In August 1927, Woodward was elected the first women president of the Georgia Press Association, and in the following year, she founded the Georgia Press Institute, which organizes annual gatherings of newspaper editors in Georgia. She became a member of the State Democratic Committee and attended the 1928 Democratic National Convention. Woodward sold Vienna News in 1933, and three years later, she authored the book Empire: Georgia Today in Pictures and Paragraphs, which is centred on the first visual photographs of Georgia's history. Her popularity increased throughout the 1930s when she was a freelance journalist for the Atlanta Journal, which led to a high demand for her to speak at events across the United States. Due to this, Woodward was invited to direct the Georgia Public Forums, a direct adult education program that started in the fall of 1938.

She became a fervid New Deal Democrat, and courted controversy in the 1940s when she advocated for the reform of prisons by holding town hall meetings at Atlanta Federal Penitentiary; she took part in the 1943 Atlanta Conference on Race Relations.
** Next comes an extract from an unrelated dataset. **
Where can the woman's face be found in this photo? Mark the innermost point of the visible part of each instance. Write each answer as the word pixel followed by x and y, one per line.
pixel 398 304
Woodward became an advocate of training and empowering leaders in Georgia. Her book, Forums: Why and How was published by the University of Georgia Press in 1943. She was the University of Georgia's Director of Forums between 1938 and 1944, and was the founder of the university's first Leadership Institute; she held the post of its director from 1943 to 1950. Woodward flew to Great Britain in 1944 at the invitation of the British Ministry of War Information and the United States Office of War Information to hold forums to people in England and Scotland for 12 weeks with the intention of improving United Kingdom–United States relations. Woodward broadcast on BBC Radio while under attack from Axis bombing.

=== Later career, death, and legacy ===
After World War II ended, she was asked by the United States Department of State and the United States Department of War to serve on Douglas MacArthur's committee on education starting from February 1946. She flew to Japan where she travelled to the schools in the country, and discussed on what tasks need to be completed to help modernize their education system. After returning to Georgia, Woodward was an early proponent on saving the public schools of the state when advocates of segregation wanted them to be closed due to Brown v. Board of Education, and in the early 1960s. she was one of two people from outside of Atlanta that signed on to join the city's H.O.P.E. (Help Our Public Education) project. She died in Vienna, Georgia, on March 23, 1970. In her lifetime, Woodward was awarded honorary degrees from the University of Georgia and LaGrange College, and was made an inductee of the Georgia Newspaper Hall of Fame in 1976. She was posthumously inducted into the Georgia Women of Achievement in a ceremony held at Wesleyan College on March 11, 2004.